As Labor Markets Slowly Mend, the Long-Term Unemployed Still Suffer
Never mind the outlandish expectations set last week by ADP's estimate of private job growth. At 103,000, the actual figures released Friday by the Bureau of Labor Statistics (BLS) came in well below analyst expectations of 150,000.
And if you look below the surface, you'll find a deeply divided labor market. While there are plenty of broadly encouraging signs, structural unemployment continues to be painful as the ranks of the long-term jobless keep swelling -- a distinction that should be far more central to government policy than it currently is.
Still, overall trends in the labor market are starting to impress even some noted bears.

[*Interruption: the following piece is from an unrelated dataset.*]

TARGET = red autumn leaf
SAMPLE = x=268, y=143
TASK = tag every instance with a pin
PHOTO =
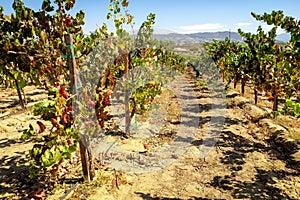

"I know that everyone expects me to tell them that the headline number of 103,000 was too soft," money manager John Mauldin wrote in a research note. "But there were revisions of a plus 70,000 for the last two months," Mauldin wrote, adding that there have now been upward revisions to initial estimates for four months in a row.
Other Positive Signs
The upward revisions are particularly promising because of the methodology the BLS uses. "The BLS does its best at guessing the right number in a systematic way," Mauldin wrote. "And usually it is not all that bad a guess." Except, Mauldin wrote, at turning points in the economy. "When the economy starts to recover from recession, they underestimate the number of jobs."
There were positive signs elsewhere, too.
The average workweek ticked up to 33.6 hours from 33.5 hours month-over-month, and aggregate hours worked increased 0.1%, Ned Davis Research wrote in a note to clients. The monthly change in average hourly earnings compared to last year "jumped to 1.8% from 1.6%," he wrote, "the biggest increase in over two years and bears watching over the next few months."
Payrolls increased by 1.1 million for 2010, putting the labor market recovery on better footing than after the last two recessions. "Private payrolls are tracking a little better than the 1991 'jobless recovery' but much better than the 2001 'jobless recovery,'" Ned Davis Research wrote.
Underwhelming Efforts So Far
Unfortunately, these trends are of little comfort to the very workers who have suffered the longest. The number of people out of work for more than six months increased by 113,000 to 6.4 million and accounted for over 44% of the unemployed. "Evidence of structural unemployment was more acute," Ned Davis Research wrote.
Current U.S. economic policy to deal with chronic unemployment -- which consists largely of prolonged monetary policy easing by the Federal Reserve and legislative fiscal boosts like extending tax cuts -- remains underwhelming. The growing number of job openings, for example, speaks to a shortage of skills as much as a shortage of work. Efforts to retrain workers may have a much greater payoff compared with moves to simply boost demand.
Government hiring of workers for public services, as some prominent economists have advocated, should also be considered.
Beyond the disappointing headline numbers, December's jobs report does show that things are getting better. Except, sadly, for those who have it the worst.